The analysis of the scientific literature has shown that unsatisfactory results of external fixation as result of migration of screws, destabilization of bone fragments and absence of union were 12.5 %, and that external fixation poorly appropriate for patients with opened, multiple fractures and in patients with osteoporosis [4].
The positive qualities of intramedullary fixation (low traumatic effect, fixation of an injured bone along the whole length) were the foundations for improvement in the constructs and medical technologies. The locked nails, as well as nails for the radial bone with a curvature, have been offered for prevention of rotational mobility and creation of compression between bone fragments. The negative factor is absence of approximation of bone fragments along the width in oblique and fragmented fractures [3, 5].
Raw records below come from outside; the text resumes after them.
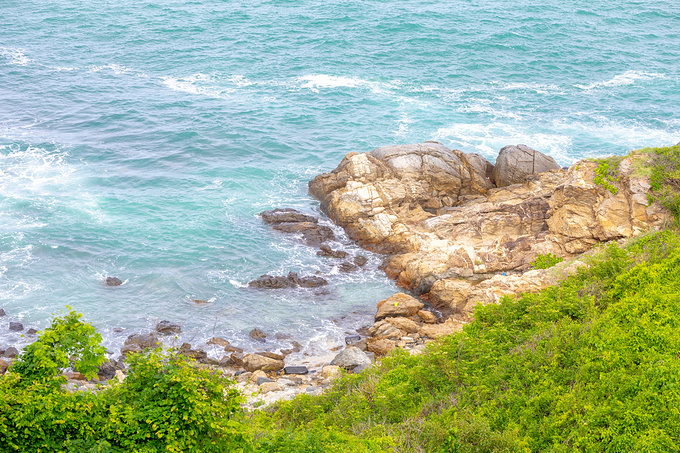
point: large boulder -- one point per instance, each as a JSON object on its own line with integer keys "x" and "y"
{"x": 516, "y": 163}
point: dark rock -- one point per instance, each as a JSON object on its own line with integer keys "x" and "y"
{"x": 295, "y": 370}
{"x": 107, "y": 370}
{"x": 219, "y": 341}
{"x": 326, "y": 250}
{"x": 10, "y": 352}
{"x": 257, "y": 334}
{"x": 168, "y": 328}
{"x": 147, "y": 340}
{"x": 516, "y": 163}
{"x": 288, "y": 215}
{"x": 291, "y": 281}
{"x": 360, "y": 260}
{"x": 237, "y": 358}
{"x": 351, "y": 358}
{"x": 113, "y": 281}
{"x": 130, "y": 348}
{"x": 351, "y": 339}
{"x": 348, "y": 267}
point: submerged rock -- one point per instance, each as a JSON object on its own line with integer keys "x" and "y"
{"x": 292, "y": 280}
{"x": 113, "y": 281}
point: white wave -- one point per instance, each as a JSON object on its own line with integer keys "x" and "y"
{"x": 488, "y": 139}
{"x": 201, "y": 84}
{"x": 316, "y": 81}
{"x": 15, "y": 56}
{"x": 627, "y": 78}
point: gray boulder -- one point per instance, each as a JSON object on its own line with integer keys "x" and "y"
{"x": 351, "y": 358}
{"x": 516, "y": 163}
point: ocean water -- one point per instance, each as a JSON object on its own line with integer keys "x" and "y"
{"x": 140, "y": 139}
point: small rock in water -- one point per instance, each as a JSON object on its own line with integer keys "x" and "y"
{"x": 360, "y": 260}
{"x": 168, "y": 328}
{"x": 219, "y": 341}
{"x": 326, "y": 250}
{"x": 113, "y": 281}
{"x": 351, "y": 339}
{"x": 257, "y": 334}
{"x": 295, "y": 370}
{"x": 10, "y": 352}
{"x": 261, "y": 380}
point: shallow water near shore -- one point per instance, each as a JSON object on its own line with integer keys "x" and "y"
{"x": 141, "y": 139}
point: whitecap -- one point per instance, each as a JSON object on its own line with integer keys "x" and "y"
{"x": 627, "y": 78}
{"x": 15, "y": 56}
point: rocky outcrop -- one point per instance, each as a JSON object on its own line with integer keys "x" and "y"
{"x": 517, "y": 164}
{"x": 454, "y": 237}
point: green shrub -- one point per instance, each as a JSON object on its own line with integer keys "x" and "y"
{"x": 545, "y": 261}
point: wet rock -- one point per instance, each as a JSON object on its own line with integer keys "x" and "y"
{"x": 427, "y": 316}
{"x": 294, "y": 222}
{"x": 351, "y": 358}
{"x": 515, "y": 164}
{"x": 351, "y": 339}
{"x": 381, "y": 347}
{"x": 219, "y": 342}
{"x": 398, "y": 305}
{"x": 330, "y": 371}
{"x": 292, "y": 280}
{"x": 270, "y": 387}
{"x": 254, "y": 362}
{"x": 348, "y": 267}
{"x": 10, "y": 352}
{"x": 261, "y": 380}
{"x": 295, "y": 370}
{"x": 327, "y": 251}
{"x": 106, "y": 370}
{"x": 144, "y": 341}
{"x": 168, "y": 328}
{"x": 360, "y": 260}
{"x": 113, "y": 281}
{"x": 288, "y": 215}
{"x": 271, "y": 355}
{"x": 257, "y": 334}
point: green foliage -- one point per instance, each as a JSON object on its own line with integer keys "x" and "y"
{"x": 545, "y": 261}
{"x": 665, "y": 177}
{"x": 68, "y": 342}
{"x": 165, "y": 404}
{"x": 606, "y": 173}
{"x": 589, "y": 365}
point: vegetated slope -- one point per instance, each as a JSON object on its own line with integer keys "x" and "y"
{"x": 590, "y": 365}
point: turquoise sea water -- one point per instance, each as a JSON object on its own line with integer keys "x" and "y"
{"x": 140, "y": 139}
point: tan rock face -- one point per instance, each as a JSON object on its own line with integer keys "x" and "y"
{"x": 445, "y": 228}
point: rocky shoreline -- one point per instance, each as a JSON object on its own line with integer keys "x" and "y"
{"x": 456, "y": 231}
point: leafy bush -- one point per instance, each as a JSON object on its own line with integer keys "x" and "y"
{"x": 546, "y": 261}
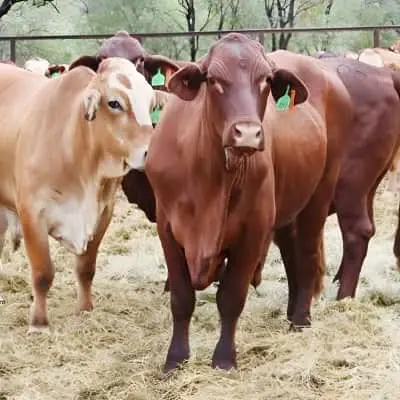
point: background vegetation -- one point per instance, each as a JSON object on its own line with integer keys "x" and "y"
{"x": 35, "y": 17}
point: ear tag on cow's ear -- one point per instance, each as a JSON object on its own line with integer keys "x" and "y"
{"x": 283, "y": 102}
{"x": 158, "y": 79}
{"x": 155, "y": 115}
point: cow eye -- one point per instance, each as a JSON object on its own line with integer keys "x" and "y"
{"x": 115, "y": 105}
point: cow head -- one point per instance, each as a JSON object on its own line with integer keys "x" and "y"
{"x": 237, "y": 78}
{"x": 118, "y": 103}
{"x": 125, "y": 46}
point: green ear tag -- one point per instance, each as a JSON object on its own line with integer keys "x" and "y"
{"x": 283, "y": 102}
{"x": 158, "y": 79}
{"x": 155, "y": 115}
{"x": 56, "y": 74}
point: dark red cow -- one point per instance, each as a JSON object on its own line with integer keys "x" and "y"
{"x": 232, "y": 169}
{"x": 374, "y": 140}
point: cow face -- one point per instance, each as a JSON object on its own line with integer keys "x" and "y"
{"x": 118, "y": 102}
{"x": 237, "y": 78}
{"x": 125, "y": 46}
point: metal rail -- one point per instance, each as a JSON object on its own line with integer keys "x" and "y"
{"x": 375, "y": 29}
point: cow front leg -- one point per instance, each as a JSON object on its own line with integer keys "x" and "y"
{"x": 182, "y": 299}
{"x": 285, "y": 239}
{"x": 86, "y": 263}
{"x": 42, "y": 269}
{"x": 231, "y": 298}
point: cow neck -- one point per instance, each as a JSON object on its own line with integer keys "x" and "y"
{"x": 87, "y": 151}
{"x": 224, "y": 176}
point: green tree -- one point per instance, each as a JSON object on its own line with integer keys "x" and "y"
{"x": 6, "y": 5}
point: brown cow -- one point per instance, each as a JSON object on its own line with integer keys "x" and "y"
{"x": 375, "y": 136}
{"x": 232, "y": 170}
{"x": 64, "y": 147}
{"x": 125, "y": 46}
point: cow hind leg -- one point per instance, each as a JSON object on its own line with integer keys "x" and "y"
{"x": 86, "y": 263}
{"x": 396, "y": 245}
{"x": 231, "y": 297}
{"x": 310, "y": 262}
{"x": 182, "y": 299}
{"x": 42, "y": 269}
{"x": 356, "y": 224}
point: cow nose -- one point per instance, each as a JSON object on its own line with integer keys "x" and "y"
{"x": 248, "y": 135}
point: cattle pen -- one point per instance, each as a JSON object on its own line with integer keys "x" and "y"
{"x": 374, "y": 30}
{"x": 117, "y": 351}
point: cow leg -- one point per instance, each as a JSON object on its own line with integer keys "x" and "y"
{"x": 396, "y": 245}
{"x": 356, "y": 224}
{"x": 42, "y": 269}
{"x": 86, "y": 263}
{"x": 182, "y": 299}
{"x": 231, "y": 297}
{"x": 285, "y": 240}
{"x": 310, "y": 263}
{"x": 3, "y": 231}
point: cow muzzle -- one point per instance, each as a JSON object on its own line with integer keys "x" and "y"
{"x": 245, "y": 137}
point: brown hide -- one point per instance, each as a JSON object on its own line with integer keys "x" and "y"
{"x": 220, "y": 199}
{"x": 374, "y": 140}
{"x": 64, "y": 147}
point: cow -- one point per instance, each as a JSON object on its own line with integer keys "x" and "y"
{"x": 62, "y": 159}
{"x": 380, "y": 58}
{"x": 135, "y": 184}
{"x": 9, "y": 220}
{"x": 234, "y": 172}
{"x": 372, "y": 151}
{"x": 124, "y": 45}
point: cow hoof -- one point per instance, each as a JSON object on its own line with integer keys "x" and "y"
{"x": 39, "y": 329}
{"x": 226, "y": 365}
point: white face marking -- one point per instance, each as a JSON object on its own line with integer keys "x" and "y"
{"x": 141, "y": 94}
{"x": 74, "y": 221}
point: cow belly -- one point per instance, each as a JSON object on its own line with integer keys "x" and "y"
{"x": 74, "y": 222}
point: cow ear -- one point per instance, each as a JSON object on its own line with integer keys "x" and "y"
{"x": 91, "y": 102}
{"x": 283, "y": 82}
{"x": 87, "y": 61}
{"x": 186, "y": 82}
{"x": 152, "y": 63}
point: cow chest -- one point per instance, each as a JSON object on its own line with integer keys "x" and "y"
{"x": 73, "y": 220}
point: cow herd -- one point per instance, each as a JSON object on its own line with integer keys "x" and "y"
{"x": 251, "y": 148}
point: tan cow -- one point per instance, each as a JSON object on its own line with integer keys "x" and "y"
{"x": 64, "y": 147}
{"x": 9, "y": 220}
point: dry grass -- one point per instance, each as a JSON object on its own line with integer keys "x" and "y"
{"x": 117, "y": 351}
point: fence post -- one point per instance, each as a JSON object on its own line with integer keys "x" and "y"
{"x": 13, "y": 50}
{"x": 376, "y": 38}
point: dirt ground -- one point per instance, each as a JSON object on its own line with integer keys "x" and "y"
{"x": 117, "y": 351}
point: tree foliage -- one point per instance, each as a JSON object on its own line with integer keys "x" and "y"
{"x": 5, "y": 5}
{"x": 31, "y": 17}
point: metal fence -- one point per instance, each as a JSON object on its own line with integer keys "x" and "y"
{"x": 375, "y": 31}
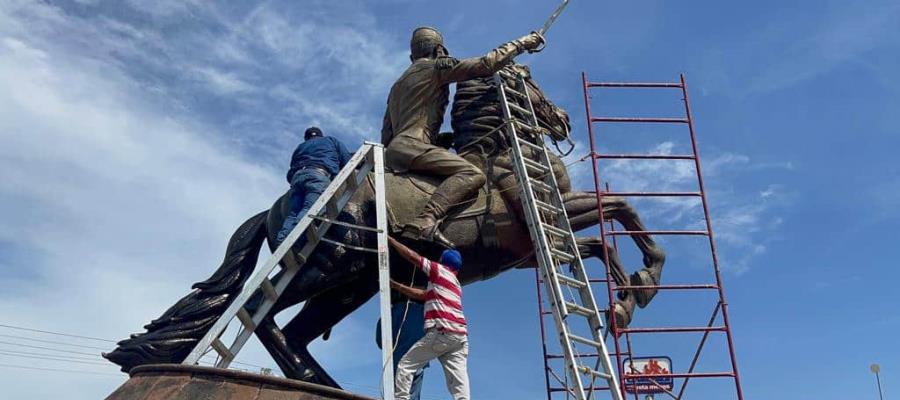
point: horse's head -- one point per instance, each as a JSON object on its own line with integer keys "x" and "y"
{"x": 552, "y": 118}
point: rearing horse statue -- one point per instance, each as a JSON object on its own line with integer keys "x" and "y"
{"x": 489, "y": 231}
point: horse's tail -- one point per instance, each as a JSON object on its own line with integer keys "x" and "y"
{"x": 172, "y": 336}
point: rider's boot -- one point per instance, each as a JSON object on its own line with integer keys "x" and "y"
{"x": 426, "y": 226}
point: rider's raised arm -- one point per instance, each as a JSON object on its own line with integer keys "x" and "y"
{"x": 387, "y": 128}
{"x": 343, "y": 153}
{"x": 450, "y": 69}
{"x": 409, "y": 254}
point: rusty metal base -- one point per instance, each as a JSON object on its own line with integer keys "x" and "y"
{"x": 184, "y": 382}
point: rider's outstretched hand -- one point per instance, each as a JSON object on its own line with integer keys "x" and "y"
{"x": 530, "y": 41}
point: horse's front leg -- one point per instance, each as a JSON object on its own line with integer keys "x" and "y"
{"x": 594, "y": 246}
{"x": 582, "y": 210}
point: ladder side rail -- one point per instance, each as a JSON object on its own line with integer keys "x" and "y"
{"x": 262, "y": 273}
{"x": 538, "y": 236}
{"x": 610, "y": 282}
{"x": 539, "y": 239}
{"x": 712, "y": 242}
{"x": 384, "y": 276}
{"x": 562, "y": 218}
{"x": 585, "y": 292}
{"x": 281, "y": 285}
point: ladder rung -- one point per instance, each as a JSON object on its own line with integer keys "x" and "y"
{"x": 357, "y": 248}
{"x": 572, "y": 282}
{"x": 589, "y": 342}
{"x": 548, "y": 207}
{"x": 246, "y": 319}
{"x": 588, "y": 371}
{"x": 637, "y": 119}
{"x": 688, "y": 233}
{"x": 563, "y": 257}
{"x": 527, "y": 129}
{"x": 220, "y": 348}
{"x": 541, "y": 168}
{"x": 555, "y": 231}
{"x": 541, "y": 186}
{"x": 269, "y": 290}
{"x": 515, "y": 93}
{"x": 349, "y": 225}
{"x": 507, "y": 74}
{"x": 652, "y": 194}
{"x": 531, "y": 145}
{"x": 636, "y": 84}
{"x": 521, "y": 110}
{"x": 580, "y": 310}
{"x": 643, "y": 156}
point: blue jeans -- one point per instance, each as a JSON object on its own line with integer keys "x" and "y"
{"x": 306, "y": 186}
{"x": 413, "y": 329}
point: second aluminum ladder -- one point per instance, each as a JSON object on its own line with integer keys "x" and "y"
{"x": 554, "y": 242}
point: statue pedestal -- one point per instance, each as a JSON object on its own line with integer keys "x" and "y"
{"x": 184, "y": 382}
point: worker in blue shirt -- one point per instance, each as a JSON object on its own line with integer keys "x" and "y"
{"x": 314, "y": 163}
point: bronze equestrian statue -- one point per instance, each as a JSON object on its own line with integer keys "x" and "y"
{"x": 415, "y": 112}
{"x": 337, "y": 280}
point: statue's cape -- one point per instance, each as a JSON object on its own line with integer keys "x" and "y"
{"x": 407, "y": 194}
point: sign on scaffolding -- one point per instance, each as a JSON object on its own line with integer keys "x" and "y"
{"x": 647, "y": 375}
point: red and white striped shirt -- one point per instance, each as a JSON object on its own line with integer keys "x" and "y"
{"x": 443, "y": 298}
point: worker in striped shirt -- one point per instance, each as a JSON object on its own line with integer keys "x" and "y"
{"x": 445, "y": 326}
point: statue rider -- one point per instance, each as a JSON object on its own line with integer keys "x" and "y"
{"x": 415, "y": 112}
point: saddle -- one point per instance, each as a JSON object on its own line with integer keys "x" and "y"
{"x": 408, "y": 192}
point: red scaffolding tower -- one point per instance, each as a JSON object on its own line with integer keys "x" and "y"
{"x": 623, "y": 352}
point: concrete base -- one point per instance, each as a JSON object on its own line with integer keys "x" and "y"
{"x": 183, "y": 382}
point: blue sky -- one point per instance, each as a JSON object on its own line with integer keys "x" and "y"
{"x": 135, "y": 136}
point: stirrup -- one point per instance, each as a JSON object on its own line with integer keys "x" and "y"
{"x": 431, "y": 234}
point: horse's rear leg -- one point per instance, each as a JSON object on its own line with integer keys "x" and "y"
{"x": 595, "y": 247}
{"x": 582, "y": 211}
{"x": 289, "y": 345}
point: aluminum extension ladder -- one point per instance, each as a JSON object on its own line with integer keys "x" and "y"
{"x": 554, "y": 244}
{"x": 315, "y": 224}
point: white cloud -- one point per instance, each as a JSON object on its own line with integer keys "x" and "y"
{"x": 117, "y": 191}
{"x": 741, "y": 219}
{"x": 842, "y": 36}
{"x": 110, "y": 206}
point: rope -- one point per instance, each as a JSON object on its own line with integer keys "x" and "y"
{"x": 582, "y": 159}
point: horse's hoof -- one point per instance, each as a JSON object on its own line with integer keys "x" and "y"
{"x": 622, "y": 315}
{"x": 428, "y": 234}
{"x": 643, "y": 296}
{"x": 442, "y": 240}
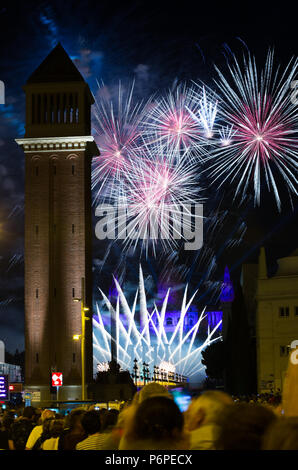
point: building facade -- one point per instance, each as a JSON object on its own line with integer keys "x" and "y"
{"x": 58, "y": 149}
{"x": 276, "y": 320}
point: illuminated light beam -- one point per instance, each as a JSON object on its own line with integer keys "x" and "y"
{"x": 157, "y": 348}
{"x": 265, "y": 122}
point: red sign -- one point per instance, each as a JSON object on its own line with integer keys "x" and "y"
{"x": 57, "y": 379}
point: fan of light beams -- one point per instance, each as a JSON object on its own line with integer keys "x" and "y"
{"x": 147, "y": 339}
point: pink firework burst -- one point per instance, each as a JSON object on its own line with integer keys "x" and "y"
{"x": 117, "y": 132}
{"x": 262, "y": 146}
{"x": 163, "y": 186}
{"x": 172, "y": 120}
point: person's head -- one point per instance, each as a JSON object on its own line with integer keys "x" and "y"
{"x": 29, "y": 413}
{"x": 242, "y": 426}
{"x": 91, "y": 422}
{"x": 7, "y": 420}
{"x": 46, "y": 425}
{"x": 47, "y": 414}
{"x": 157, "y": 421}
{"x": 206, "y": 409}
{"x": 56, "y": 427}
{"x": 282, "y": 435}
{"x": 152, "y": 390}
{"x": 75, "y": 418}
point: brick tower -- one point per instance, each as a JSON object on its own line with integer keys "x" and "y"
{"x": 58, "y": 149}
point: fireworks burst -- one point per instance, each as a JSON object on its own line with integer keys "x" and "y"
{"x": 149, "y": 339}
{"x": 261, "y": 135}
{"x": 179, "y": 119}
{"x": 159, "y": 199}
{"x": 117, "y": 131}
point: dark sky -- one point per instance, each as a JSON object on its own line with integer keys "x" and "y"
{"x": 155, "y": 43}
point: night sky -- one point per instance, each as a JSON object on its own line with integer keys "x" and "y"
{"x": 154, "y": 43}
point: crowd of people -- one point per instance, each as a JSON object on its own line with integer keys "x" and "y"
{"x": 214, "y": 420}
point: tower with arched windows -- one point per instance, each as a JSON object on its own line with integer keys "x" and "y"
{"x": 58, "y": 149}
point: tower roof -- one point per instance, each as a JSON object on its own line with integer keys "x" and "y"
{"x": 56, "y": 67}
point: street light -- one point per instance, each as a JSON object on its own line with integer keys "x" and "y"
{"x": 82, "y": 336}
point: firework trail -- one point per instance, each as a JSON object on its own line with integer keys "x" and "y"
{"x": 158, "y": 199}
{"x": 184, "y": 118}
{"x": 117, "y": 132}
{"x": 259, "y": 140}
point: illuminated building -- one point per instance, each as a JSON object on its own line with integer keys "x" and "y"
{"x": 58, "y": 150}
{"x": 276, "y": 320}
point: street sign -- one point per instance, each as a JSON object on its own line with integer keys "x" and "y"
{"x": 57, "y": 379}
{"x": 4, "y": 387}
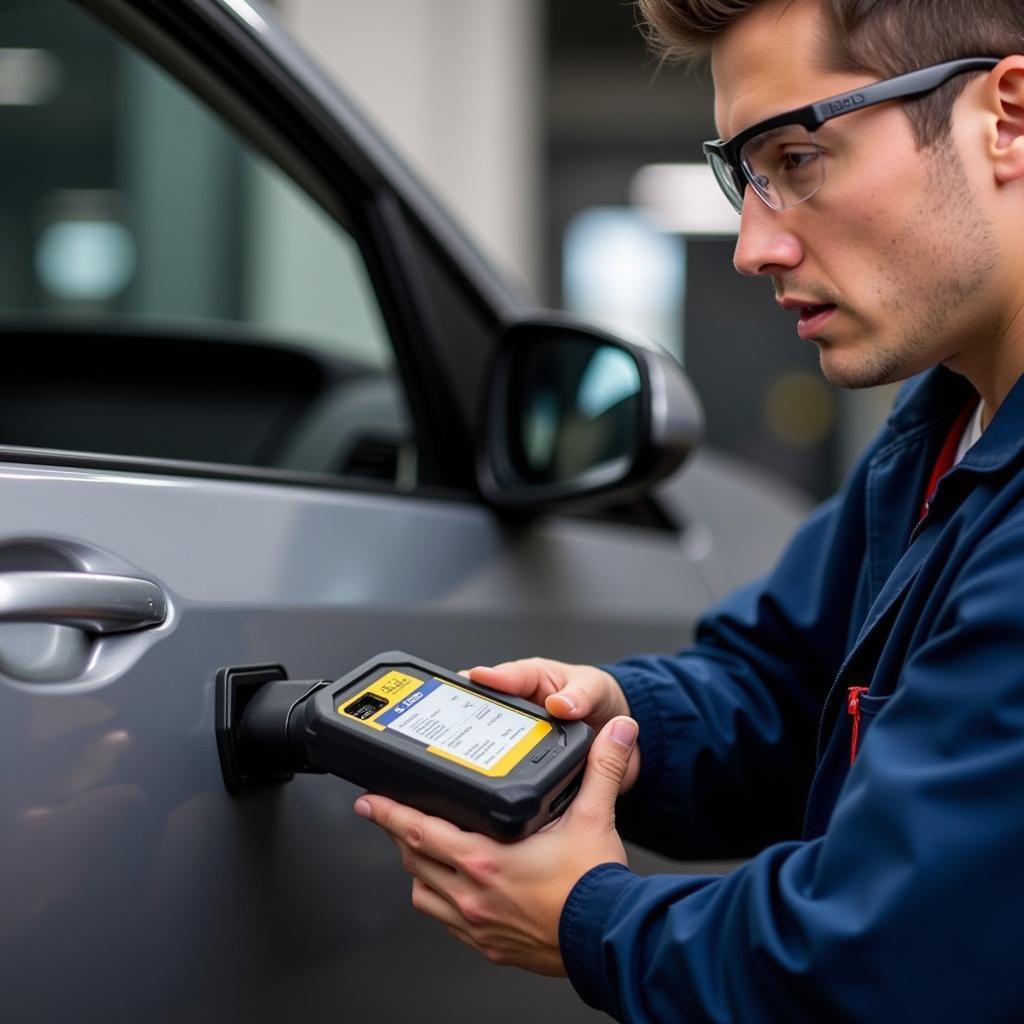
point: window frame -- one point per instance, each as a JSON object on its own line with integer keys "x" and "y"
{"x": 267, "y": 90}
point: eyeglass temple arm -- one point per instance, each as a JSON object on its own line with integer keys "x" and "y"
{"x": 902, "y": 87}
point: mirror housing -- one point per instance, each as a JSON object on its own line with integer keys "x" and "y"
{"x": 577, "y": 416}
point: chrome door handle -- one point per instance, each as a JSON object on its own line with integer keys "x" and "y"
{"x": 86, "y": 600}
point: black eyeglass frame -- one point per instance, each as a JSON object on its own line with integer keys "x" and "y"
{"x": 813, "y": 116}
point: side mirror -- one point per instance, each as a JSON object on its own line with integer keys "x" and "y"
{"x": 579, "y": 416}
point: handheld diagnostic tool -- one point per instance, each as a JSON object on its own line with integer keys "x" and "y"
{"x": 399, "y": 726}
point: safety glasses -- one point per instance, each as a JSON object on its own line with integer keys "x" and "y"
{"x": 780, "y": 159}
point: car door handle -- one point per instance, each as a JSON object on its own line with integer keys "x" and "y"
{"x": 87, "y": 600}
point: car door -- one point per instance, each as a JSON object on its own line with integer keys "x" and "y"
{"x": 243, "y": 352}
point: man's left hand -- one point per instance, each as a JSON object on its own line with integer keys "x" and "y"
{"x": 505, "y": 900}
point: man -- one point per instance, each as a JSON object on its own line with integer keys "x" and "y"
{"x": 855, "y": 720}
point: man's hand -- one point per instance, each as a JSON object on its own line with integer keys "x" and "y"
{"x": 570, "y": 691}
{"x": 505, "y": 900}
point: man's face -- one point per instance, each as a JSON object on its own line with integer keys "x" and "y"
{"x": 890, "y": 265}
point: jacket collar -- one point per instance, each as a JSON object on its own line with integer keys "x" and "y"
{"x": 936, "y": 397}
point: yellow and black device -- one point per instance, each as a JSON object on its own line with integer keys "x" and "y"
{"x": 396, "y": 725}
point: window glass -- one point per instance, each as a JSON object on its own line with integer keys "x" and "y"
{"x": 165, "y": 290}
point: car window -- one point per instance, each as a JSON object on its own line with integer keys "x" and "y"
{"x": 167, "y": 292}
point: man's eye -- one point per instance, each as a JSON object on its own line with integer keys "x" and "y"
{"x": 799, "y": 160}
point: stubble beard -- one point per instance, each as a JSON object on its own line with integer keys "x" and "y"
{"x": 943, "y": 254}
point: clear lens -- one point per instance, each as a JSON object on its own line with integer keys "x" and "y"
{"x": 726, "y": 178}
{"x": 784, "y": 166}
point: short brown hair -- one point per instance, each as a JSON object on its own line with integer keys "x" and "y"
{"x": 880, "y": 37}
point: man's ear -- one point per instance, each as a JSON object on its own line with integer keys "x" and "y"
{"x": 1005, "y": 93}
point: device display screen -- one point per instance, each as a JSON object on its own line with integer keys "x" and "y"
{"x": 450, "y": 720}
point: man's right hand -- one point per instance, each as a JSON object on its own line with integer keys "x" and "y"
{"x": 569, "y": 691}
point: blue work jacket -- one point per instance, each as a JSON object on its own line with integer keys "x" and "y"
{"x": 890, "y": 890}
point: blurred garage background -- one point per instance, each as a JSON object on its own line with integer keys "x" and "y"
{"x": 559, "y": 142}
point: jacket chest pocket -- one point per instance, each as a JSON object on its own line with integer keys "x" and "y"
{"x": 862, "y": 708}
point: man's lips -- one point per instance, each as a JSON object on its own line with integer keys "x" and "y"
{"x": 813, "y": 316}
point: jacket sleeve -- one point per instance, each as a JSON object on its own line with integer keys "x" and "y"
{"x": 906, "y": 909}
{"x": 728, "y": 726}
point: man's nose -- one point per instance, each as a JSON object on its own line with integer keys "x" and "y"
{"x": 766, "y": 246}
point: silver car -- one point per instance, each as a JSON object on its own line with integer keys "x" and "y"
{"x": 263, "y": 404}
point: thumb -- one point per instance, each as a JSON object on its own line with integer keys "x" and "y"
{"x": 606, "y": 764}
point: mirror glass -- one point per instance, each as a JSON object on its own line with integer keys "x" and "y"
{"x": 574, "y": 409}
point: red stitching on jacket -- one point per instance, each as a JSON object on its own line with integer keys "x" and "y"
{"x": 853, "y": 710}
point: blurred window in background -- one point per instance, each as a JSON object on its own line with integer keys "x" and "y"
{"x": 166, "y": 291}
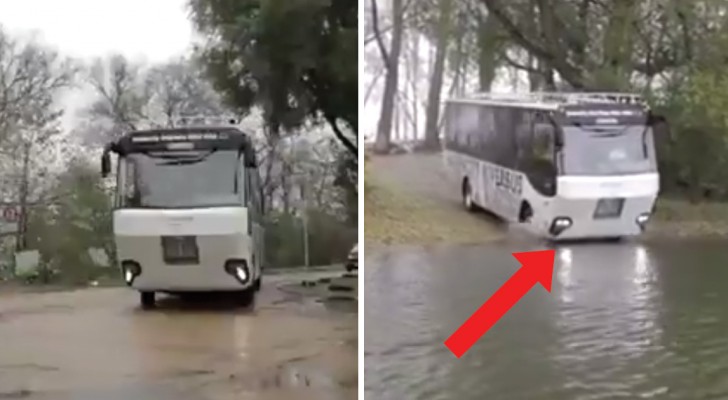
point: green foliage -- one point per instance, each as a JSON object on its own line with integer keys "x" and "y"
{"x": 329, "y": 239}
{"x": 694, "y": 158}
{"x": 297, "y": 59}
{"x": 79, "y": 219}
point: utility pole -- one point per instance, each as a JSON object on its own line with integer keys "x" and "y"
{"x": 304, "y": 201}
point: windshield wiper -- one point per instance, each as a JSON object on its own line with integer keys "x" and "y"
{"x": 184, "y": 160}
The use of the shape memory constructs (S-shaped clamps, ring-shaped fixators) in combination with intramedullary fixation provides the adaptation and compression of bone fragments, sufficient stabilization of injured bones, with subsequent decrease in terms of external immobilization [1]. The comparative analysis of efficiency of external fixation and intramedullary fixation in combination with clamps with termomechanical memory showed the good results in the patients with complicated fractures of one or both forearm bones in 85.3 % and 95.2 % correspondingly (χ2 = 6.649, p = 0.010, the difference is statistically significant).
CONCLUSION
External fixation and intramedullary osteosynthesis in combination with termomechanical effect clamps are equally efficient for patients with uncomplicated fractures (one or two bones).
Additional fixation of bone fragments with termomechanical effect clamps improves the results of osteosynthesis in patients with fracture-dislocations and multiple fractures of the forearm bones.